I post too Much on Here!!
CR Pro
Mar 25, 2011
I opened the door late one night to snap a photo of the snow with my R5 and 100mm L. It was only lit by a 60 watt equiv led porch light about 15 ft away. It was tinted yellow so I corrected the white balance and raised the exposure. ISO's were from 16000 to 51200 for the different shots I took. After some editing to reduce obvious effects from the noise, they were usable for a web site posting or printing at a reasonable size. At 1:1, the detail was missing.

A 3 stop faster lens would still be too slow but since it was a still scene, I could have used a long exposure with a little more care.

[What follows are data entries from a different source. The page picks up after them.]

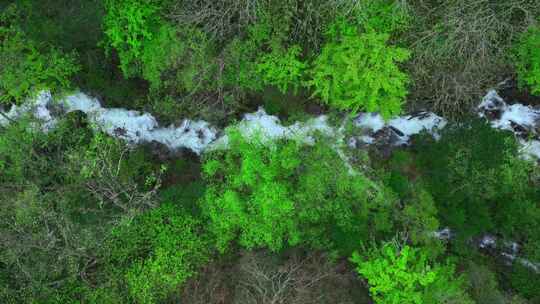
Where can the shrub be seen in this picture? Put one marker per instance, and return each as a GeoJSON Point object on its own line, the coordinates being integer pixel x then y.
{"type": "Point", "coordinates": [358, 71]}
{"type": "Point", "coordinates": [405, 275]}
{"type": "Point", "coordinates": [273, 195]}
{"type": "Point", "coordinates": [157, 251]}
{"type": "Point", "coordinates": [527, 60]}
{"type": "Point", "coordinates": [26, 66]}
{"type": "Point", "coordinates": [129, 25]}
{"type": "Point", "coordinates": [491, 189]}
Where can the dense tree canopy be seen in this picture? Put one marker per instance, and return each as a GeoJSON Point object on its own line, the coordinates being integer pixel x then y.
{"type": "Point", "coordinates": [283, 213]}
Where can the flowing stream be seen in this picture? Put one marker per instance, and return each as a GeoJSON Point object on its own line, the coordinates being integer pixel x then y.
{"type": "Point", "coordinates": [198, 136]}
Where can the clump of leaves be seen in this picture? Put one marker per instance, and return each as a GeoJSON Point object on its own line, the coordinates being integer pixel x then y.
{"type": "Point", "coordinates": [128, 26]}
{"type": "Point", "coordinates": [26, 66]}
{"type": "Point", "coordinates": [157, 251]}
{"type": "Point", "coordinates": [359, 71]}
{"type": "Point", "coordinates": [406, 275]}
{"type": "Point", "coordinates": [527, 60]}
{"type": "Point", "coordinates": [285, 193]}
{"type": "Point", "coordinates": [479, 183]}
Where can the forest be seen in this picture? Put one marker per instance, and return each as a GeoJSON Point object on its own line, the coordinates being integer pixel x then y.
{"type": "Point", "coordinates": [270, 151]}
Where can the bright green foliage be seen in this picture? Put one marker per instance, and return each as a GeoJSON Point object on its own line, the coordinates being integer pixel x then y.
{"type": "Point", "coordinates": [157, 251]}
{"type": "Point", "coordinates": [527, 60]}
{"type": "Point", "coordinates": [281, 194]}
{"type": "Point", "coordinates": [282, 70]}
{"type": "Point", "coordinates": [406, 276]}
{"type": "Point", "coordinates": [526, 282]}
{"type": "Point", "coordinates": [28, 67]}
{"type": "Point", "coordinates": [180, 61]}
{"type": "Point", "coordinates": [383, 16]}
{"type": "Point", "coordinates": [263, 59]}
{"type": "Point", "coordinates": [129, 25]}
{"type": "Point", "coordinates": [358, 71]}
{"type": "Point", "coordinates": [490, 187]}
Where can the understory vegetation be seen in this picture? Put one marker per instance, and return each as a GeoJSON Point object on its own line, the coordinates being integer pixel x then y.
{"type": "Point", "coordinates": [88, 218]}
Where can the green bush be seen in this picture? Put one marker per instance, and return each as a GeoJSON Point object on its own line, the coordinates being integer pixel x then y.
{"type": "Point", "coordinates": [527, 60]}
{"type": "Point", "coordinates": [405, 275]}
{"type": "Point", "coordinates": [157, 251]}
{"type": "Point", "coordinates": [129, 26]}
{"type": "Point", "coordinates": [479, 183]}
{"type": "Point", "coordinates": [359, 71]}
{"type": "Point", "coordinates": [274, 195]}
{"type": "Point", "coordinates": [27, 66]}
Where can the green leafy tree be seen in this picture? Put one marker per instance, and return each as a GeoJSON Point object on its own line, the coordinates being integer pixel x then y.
{"type": "Point", "coordinates": [284, 193]}
{"type": "Point", "coordinates": [27, 66]}
{"type": "Point", "coordinates": [129, 25]}
{"type": "Point", "coordinates": [156, 252]}
{"type": "Point", "coordinates": [282, 68]}
{"type": "Point", "coordinates": [527, 59]}
{"type": "Point", "coordinates": [491, 188]}
{"type": "Point", "coordinates": [406, 275]}
{"type": "Point", "coordinates": [359, 71]}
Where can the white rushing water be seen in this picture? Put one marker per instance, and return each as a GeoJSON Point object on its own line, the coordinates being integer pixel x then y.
{"type": "Point", "coordinates": [136, 128]}
{"type": "Point", "coordinates": [524, 121]}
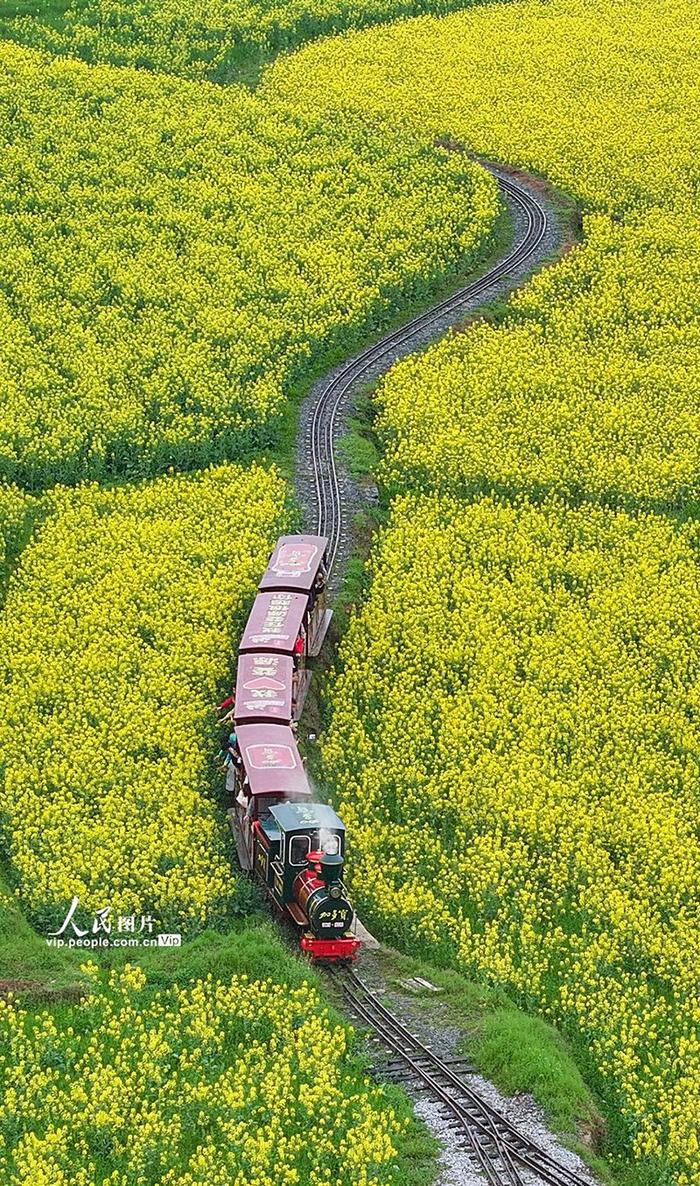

I think a f/1.2 lens would have been fantastic but the subject was not worth it. I was mostly interested as to how the camera handled noise in low light and how much color correction was needed.

This one was f/3.2, 1/125 sec, ISO 32000. Its a jpg exported to a smaller size and then the forum reduces it even more.



Pixel Peeper
Jan 31, 2020
As someone who owns all of the RF lenses (except the 35mm F1.8), I'd say the F1.2 lenses are well worth the investment, especially for night time photography. For taking portraits, F1.2 may not be usable at all times, but it's good to have it when conditions require. With that said, I just wish Canon's going to release a 24mm/35mm F1.2 soon.